When Barack Obama pushed aggressively to bail out the U.S. auto industry in 2009, saving well over a million American jobs in "one of the most successful interventions in U.S. economic history," Republicans raved against the move as an illegitimate use of government power and tried to block it in Congress. They also fought an earlier, less ambitious rescue effort by President Bush, a member of their own party, which forced Bush to rely on Democratic votes to pass the measure.
As one Indiana Republican described his party's opposition at the time, "The American people know we can’t borrow and spend and bail our way back to a growing economy or a healthy domestic automotive industry." Yet that's exactly what we've since done. The economy is growing, the auto industry is healthy, and every penny of the auto bailout money has been returned to the American taxpayer.
Given that history, it's interesting to watch many of those same Republicans now demanding that we hail Donald Trump as some kind of economic miracle worker. As he'll announce today in Indiana, Trump has helped put together a package of economic incentives that will keep 850 factory jobs at a Carrier air conditioner plant from moving to Mexico. Another 350 headquarters and engineering jobs slated to move to North Carolina will also stay in Indiana. That's all good news, particularly for those workers and their families.
Unfortunately, another 1,300 jobs at the factory will still be moving to Mexico, where Carrier can pay its new workers less than $20 a day. And it's worth noting that Vice President-elect Mike Pence, the Indiana governor who helped negotiate the state tax incentives needed to keep the Carrier plant open and who will bask in today's success alongside Trump, also happens to be the Indiana congressman quoted above as opposing government intervention in such matters.
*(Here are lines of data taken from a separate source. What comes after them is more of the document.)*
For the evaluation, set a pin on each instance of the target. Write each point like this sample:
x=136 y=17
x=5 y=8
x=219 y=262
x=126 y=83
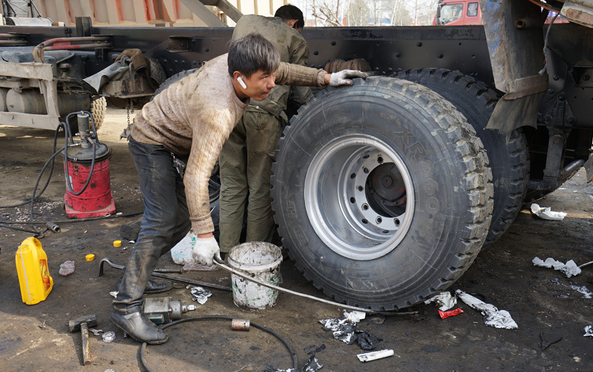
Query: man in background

Funny how these things work.
In addition to state tax incentives, Trump and Pence apparently found leverage in the fact that Carrier's parent company, United Technologies, holds some $5.6 billion in defense contracts with the federal government that might be endangered if the company refused to play ball. As an Indiana economic-development official told the Indianapolis Star, "This is an enormous company with all kinds of subsidiaries that do government work, and I am sure they want to keep it."
As the Star reports:
The source said Vice President-elect Mike Pence, who is still governor of Indiana, and his state commerce secretary, Victor Smith, had been in discussions with Carrier for weeks. In what the source described as a "carrot and stick" approach, Trump entered the negotiations later to discuss the company's relationship with the federal government."
Personally, I don't have a big problem with using that kind of leverage in these particular circumstances, for this particular goal, even though it's of dubious legality. But as I suspect we'll learn, once you start using lucrative federal contracts as a political reward or punishment, you open the door to a whole peck of trouble. (It also reflects the kind of bullying approach that we're likely to see often from the incoming administration, in pursuit of goals that will be a lot less defensible than saving jobs. )
But here's the larger problem, as reflected in this chart put together by the conservative American Enterprise Institute. As it documents, U.S. production of auto parts and automobiles hit an all-time peak in September 2016, up 21.2 percent from production in 2000. Yet that record level of production has been achieved with 34 percent fewer workers.
Look closely at what has happened just since the recession. Output has soared by 165 percent, while growth in employment has been much more gradual. Overall, an estimated 80 to 90 percent of the manufacturing jobs lost in this country since peak manufacturing employment in 1977 have been lost due to productivity improvement here at home, not because the factories moved overseas.
As the Wall Street Journal points out, "Even if Indiana could negotiate one such deal every single week for the next three years, adding 1,000 jobs each time, manufacturing would still employ fewer people in the state than it did in the year 2000."
There is nothing that Trump or anyone else can do to reverse or slow that process. Tax cuts certainly can't fix it; if anything, they may accelerate investment in robots and other labor-saving technologies. And cutbacks in the social safety net will only compound the damage done to those cast adrift by that process. The policy challenges created by this new economy require that we think through fundamental changes in how we reward and allocate work, and our leaders are a long, long way from coming to grips with that fact.